Forrest, who like Floyd would move up to win a world title at 154 pounds, bounced back from his upset losses to the unorthodox fists of Mayorga (being stopped and then losing a razor thin decision in the return) and he was then desperate to get it on with Mayweather. Indeed, this writer had the privilege of speaking with Vernon (at ringside at the Mayweather-Carlos Baldomir fight in Vegas; this not long after Forrest had scored a controversial decision win over another avoided fighter in Ike Quartey) and Vernon (a most classy individual who really was a joy to be around, a man with time for everyone) made it clear he wanted that shot at Mayweather.

He never got it. But what would have happened had he done so, say right around the time Mayweather had scraped past a slightly faded Oscar De La Hoya at 154?

It’s been said many times how Floyd was both a cherry picker and a very smart one in plotting his way through his famous 50-0 pro career. Mayweather fought De La Hoya and Mosley, sure, but he waited until both were past their dangerous best, and he was still troubled by both. Trouble, plenty of it, is what “The Viper” would have given Mayweather.
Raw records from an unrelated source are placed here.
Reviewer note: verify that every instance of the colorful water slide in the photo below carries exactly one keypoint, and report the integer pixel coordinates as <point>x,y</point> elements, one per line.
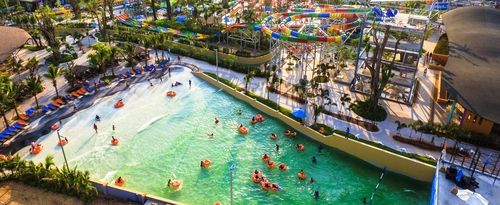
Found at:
<point>126,20</point>
<point>275,25</point>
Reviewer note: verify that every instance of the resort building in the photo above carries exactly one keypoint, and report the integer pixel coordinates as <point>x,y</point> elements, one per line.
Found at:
<point>469,82</point>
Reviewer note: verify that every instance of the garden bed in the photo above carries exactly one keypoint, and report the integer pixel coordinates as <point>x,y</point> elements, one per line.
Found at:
<point>364,124</point>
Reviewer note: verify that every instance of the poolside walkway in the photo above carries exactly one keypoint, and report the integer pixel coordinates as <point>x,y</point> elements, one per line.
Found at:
<point>14,193</point>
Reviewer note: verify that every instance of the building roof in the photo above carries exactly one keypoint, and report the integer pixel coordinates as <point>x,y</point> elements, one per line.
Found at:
<point>11,39</point>
<point>472,73</point>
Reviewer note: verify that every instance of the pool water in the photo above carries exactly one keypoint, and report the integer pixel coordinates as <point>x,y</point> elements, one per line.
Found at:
<point>163,138</point>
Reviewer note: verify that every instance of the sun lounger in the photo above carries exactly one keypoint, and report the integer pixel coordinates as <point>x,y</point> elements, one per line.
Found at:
<point>12,129</point>
<point>137,70</point>
<point>51,107</point>
<point>45,109</point>
<point>54,103</point>
<point>18,126</point>
<point>30,112</point>
<point>60,101</point>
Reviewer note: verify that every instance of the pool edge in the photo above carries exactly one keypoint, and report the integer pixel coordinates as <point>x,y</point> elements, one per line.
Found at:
<point>373,155</point>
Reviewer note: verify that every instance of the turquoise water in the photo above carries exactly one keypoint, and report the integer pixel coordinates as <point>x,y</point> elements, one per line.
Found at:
<point>162,138</point>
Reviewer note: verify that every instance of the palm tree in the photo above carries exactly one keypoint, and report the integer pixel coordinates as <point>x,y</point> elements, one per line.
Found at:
<point>32,65</point>
<point>248,77</point>
<point>169,9</point>
<point>13,89</point>
<point>35,86</point>
<point>345,99</point>
<point>4,99</point>
<point>417,125</point>
<point>13,64</point>
<point>400,126</point>
<point>146,42</point>
<point>317,109</point>
<point>153,7</point>
<point>53,72</point>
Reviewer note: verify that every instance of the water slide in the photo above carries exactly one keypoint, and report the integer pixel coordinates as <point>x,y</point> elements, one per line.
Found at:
<point>275,25</point>
<point>126,20</point>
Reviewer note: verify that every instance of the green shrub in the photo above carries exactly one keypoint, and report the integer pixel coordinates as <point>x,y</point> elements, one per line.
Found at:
<point>442,46</point>
<point>361,108</point>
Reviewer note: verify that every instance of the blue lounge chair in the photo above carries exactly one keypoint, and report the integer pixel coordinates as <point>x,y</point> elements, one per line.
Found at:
<point>52,107</point>
<point>137,70</point>
<point>6,132</point>
<point>3,136</point>
<point>45,109</point>
<point>12,129</point>
<point>18,126</point>
<point>30,111</point>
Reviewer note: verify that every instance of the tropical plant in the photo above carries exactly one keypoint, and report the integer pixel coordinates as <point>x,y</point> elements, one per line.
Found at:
<point>4,97</point>
<point>47,26</point>
<point>13,64</point>
<point>53,72</point>
<point>32,65</point>
<point>100,57</point>
<point>75,4</point>
<point>345,99</point>
<point>48,176</point>
<point>400,125</point>
<point>248,78</point>
<point>35,86</point>
<point>317,109</point>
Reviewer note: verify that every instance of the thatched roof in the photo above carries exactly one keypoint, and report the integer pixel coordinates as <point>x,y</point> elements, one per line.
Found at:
<point>11,39</point>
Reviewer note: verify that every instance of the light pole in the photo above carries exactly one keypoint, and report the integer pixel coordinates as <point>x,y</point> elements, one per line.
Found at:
<point>62,148</point>
<point>217,63</point>
<point>231,170</point>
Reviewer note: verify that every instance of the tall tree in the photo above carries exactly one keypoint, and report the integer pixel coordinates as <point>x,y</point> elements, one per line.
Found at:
<point>154,9</point>
<point>75,4</point>
<point>53,72</point>
<point>46,24</point>
<point>379,72</point>
<point>100,57</point>
<point>97,10</point>
<point>35,86</point>
<point>169,9</point>
<point>14,65</point>
<point>248,78</point>
<point>32,65</point>
<point>4,97</point>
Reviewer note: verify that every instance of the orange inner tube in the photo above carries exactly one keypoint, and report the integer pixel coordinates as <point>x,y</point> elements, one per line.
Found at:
<point>243,130</point>
<point>255,178</point>
<point>301,175</point>
<point>206,163</point>
<point>63,142</point>
<point>119,104</point>
<point>265,158</point>
<point>175,184</point>
<point>54,127</point>
<point>300,147</point>
<point>37,149</point>
<point>283,167</point>
<point>171,93</point>
<point>270,164</point>
<point>119,182</point>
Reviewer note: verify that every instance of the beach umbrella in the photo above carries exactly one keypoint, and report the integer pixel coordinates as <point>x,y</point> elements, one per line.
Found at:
<point>299,113</point>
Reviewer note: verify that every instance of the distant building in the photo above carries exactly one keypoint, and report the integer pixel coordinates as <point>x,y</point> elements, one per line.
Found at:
<point>470,81</point>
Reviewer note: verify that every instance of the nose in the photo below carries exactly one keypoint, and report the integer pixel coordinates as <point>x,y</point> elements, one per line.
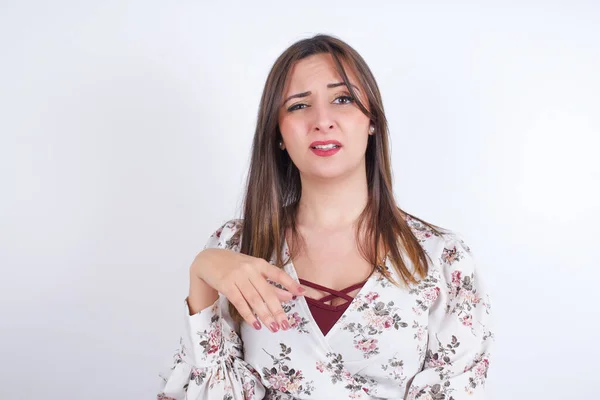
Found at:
<point>323,118</point>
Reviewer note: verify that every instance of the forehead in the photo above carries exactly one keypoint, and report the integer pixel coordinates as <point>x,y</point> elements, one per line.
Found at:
<point>316,70</point>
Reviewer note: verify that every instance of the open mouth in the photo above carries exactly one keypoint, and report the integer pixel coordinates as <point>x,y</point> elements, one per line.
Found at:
<point>325,146</point>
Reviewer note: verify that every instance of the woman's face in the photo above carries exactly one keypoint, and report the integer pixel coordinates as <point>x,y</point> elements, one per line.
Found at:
<point>318,111</point>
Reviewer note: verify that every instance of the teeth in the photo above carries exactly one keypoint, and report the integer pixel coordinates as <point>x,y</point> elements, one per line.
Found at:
<point>326,146</point>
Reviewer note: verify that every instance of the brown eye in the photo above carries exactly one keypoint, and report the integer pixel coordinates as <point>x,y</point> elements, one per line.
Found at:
<point>297,107</point>
<point>345,99</point>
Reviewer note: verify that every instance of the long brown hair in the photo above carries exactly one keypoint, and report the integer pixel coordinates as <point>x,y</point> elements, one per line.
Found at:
<point>273,186</point>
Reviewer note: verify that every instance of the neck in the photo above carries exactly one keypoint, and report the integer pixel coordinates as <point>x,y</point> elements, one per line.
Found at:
<point>333,204</point>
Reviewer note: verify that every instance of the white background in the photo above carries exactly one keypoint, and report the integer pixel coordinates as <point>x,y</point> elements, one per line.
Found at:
<point>125,137</point>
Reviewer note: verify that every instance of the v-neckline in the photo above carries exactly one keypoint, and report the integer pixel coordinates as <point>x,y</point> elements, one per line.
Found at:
<point>325,339</point>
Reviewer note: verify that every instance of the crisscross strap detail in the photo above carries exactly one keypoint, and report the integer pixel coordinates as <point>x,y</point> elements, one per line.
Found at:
<point>326,315</point>
<point>322,302</point>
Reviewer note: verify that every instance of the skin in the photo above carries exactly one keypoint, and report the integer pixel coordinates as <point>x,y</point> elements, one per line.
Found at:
<point>334,193</point>
<point>334,189</point>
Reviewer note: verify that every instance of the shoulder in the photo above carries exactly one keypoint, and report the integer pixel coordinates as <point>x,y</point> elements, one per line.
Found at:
<point>447,248</point>
<point>226,236</point>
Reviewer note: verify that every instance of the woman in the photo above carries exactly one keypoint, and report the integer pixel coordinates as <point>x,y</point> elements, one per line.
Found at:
<point>325,289</point>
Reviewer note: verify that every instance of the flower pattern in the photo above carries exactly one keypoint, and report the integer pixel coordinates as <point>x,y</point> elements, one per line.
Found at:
<point>440,330</point>
<point>284,379</point>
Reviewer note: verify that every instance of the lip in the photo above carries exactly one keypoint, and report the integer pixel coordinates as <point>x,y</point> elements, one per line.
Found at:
<point>323,143</point>
<point>325,153</point>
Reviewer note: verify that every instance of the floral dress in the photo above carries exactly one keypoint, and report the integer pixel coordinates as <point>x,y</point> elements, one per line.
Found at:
<point>427,341</point>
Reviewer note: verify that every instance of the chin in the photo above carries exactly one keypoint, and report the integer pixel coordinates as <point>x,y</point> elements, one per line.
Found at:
<point>328,172</point>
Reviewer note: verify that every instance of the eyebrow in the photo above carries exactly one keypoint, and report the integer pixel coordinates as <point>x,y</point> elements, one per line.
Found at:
<point>329,86</point>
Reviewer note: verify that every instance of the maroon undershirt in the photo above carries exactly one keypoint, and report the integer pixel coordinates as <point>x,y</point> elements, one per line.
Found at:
<point>326,315</point>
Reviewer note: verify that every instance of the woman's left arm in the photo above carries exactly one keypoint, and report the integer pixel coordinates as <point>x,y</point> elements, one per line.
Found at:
<point>460,337</point>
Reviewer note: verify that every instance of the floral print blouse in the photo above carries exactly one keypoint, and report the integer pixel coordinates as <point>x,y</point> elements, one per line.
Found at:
<point>427,341</point>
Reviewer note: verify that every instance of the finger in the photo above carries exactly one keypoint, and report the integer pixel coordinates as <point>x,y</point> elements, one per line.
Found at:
<point>256,301</point>
<point>280,276</point>
<point>269,294</point>
<point>241,305</point>
<point>283,295</point>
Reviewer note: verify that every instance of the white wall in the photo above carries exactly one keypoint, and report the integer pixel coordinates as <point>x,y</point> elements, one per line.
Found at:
<point>125,134</point>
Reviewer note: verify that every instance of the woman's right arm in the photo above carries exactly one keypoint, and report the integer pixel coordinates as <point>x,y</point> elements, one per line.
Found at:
<point>209,360</point>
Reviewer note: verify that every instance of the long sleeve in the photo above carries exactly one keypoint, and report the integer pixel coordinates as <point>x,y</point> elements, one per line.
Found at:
<point>208,363</point>
<point>459,335</point>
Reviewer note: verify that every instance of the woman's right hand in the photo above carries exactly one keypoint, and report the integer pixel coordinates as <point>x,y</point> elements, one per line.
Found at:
<point>242,279</point>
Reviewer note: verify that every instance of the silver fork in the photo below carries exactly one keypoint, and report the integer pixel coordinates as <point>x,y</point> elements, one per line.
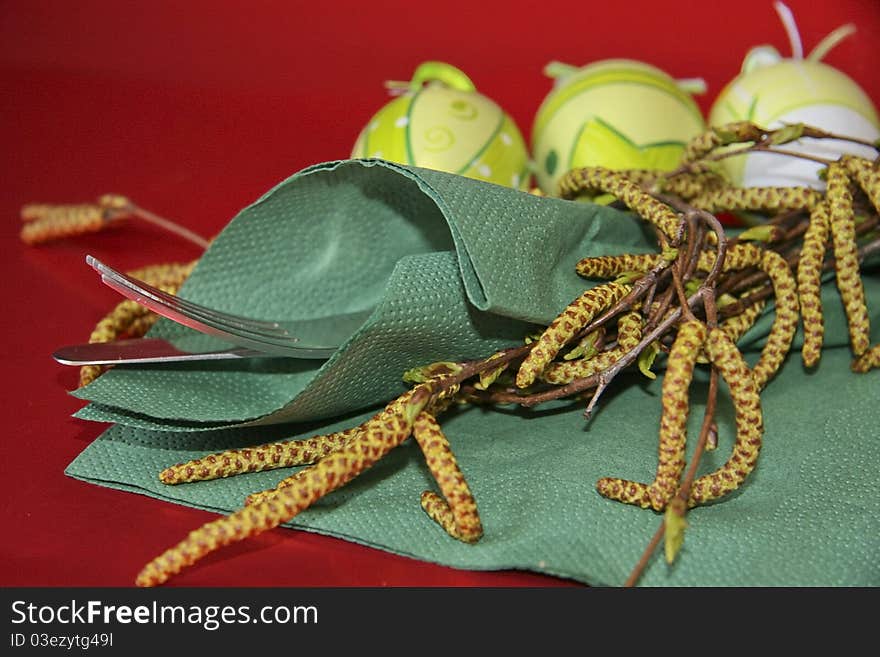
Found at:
<point>269,337</point>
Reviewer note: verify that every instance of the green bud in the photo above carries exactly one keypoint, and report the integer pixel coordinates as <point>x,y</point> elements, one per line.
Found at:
<point>786,134</point>
<point>428,372</point>
<point>675,523</point>
<point>646,360</point>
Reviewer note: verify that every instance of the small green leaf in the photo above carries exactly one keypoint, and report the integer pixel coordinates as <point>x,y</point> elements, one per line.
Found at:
<point>488,377</point>
<point>646,360</point>
<point>532,337</point>
<point>675,525</point>
<point>763,233</point>
<point>427,372</point>
<point>628,277</point>
<point>669,254</point>
<point>724,299</point>
<point>586,348</point>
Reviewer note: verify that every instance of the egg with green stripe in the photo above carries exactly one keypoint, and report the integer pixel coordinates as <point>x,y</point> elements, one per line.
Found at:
<point>439,121</point>
<point>616,113</point>
<point>771,92</point>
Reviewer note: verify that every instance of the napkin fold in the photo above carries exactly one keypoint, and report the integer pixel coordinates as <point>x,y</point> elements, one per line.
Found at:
<point>459,269</point>
<point>452,268</point>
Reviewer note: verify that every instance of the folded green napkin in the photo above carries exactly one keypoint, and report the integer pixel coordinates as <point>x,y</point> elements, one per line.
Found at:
<point>483,264</point>
<point>808,516</point>
<point>453,268</point>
No way would the 2007 and onward, safety-first and punch conservative version of Mayweather have beaten the deadly combination of precise punching, killer instinct and punishing jab that belonged to Forrest. It might have been a truly great fight and it might have been damaging. Actually, the more one thinks about it, the easier it is to see why Mayweather never fancied the fight.

Mayweather deserves to go down as THE smartest, cleverest and most thoughtful prize fighter of his era. But he wasn’t the best. The hard fights, the testing fights, the defining fights, including one with Forrest, are sadly missing from Mayweather’s resume; impressive though it is. Would Forrest have messed up Mayweather and his shining record the way he did Mosley and his perfect pro ledger? It’s down to debate and nothing more, of course, but it really does take a very strong argument to convince many fans that Mayweather would have been able to overcome, much less dominate a peak Forrest.

It’s a fight that could have happened, but Floyd Mayweather Vs. Vernon Forrest is another of the big ‘what if’ showdowns in boxing.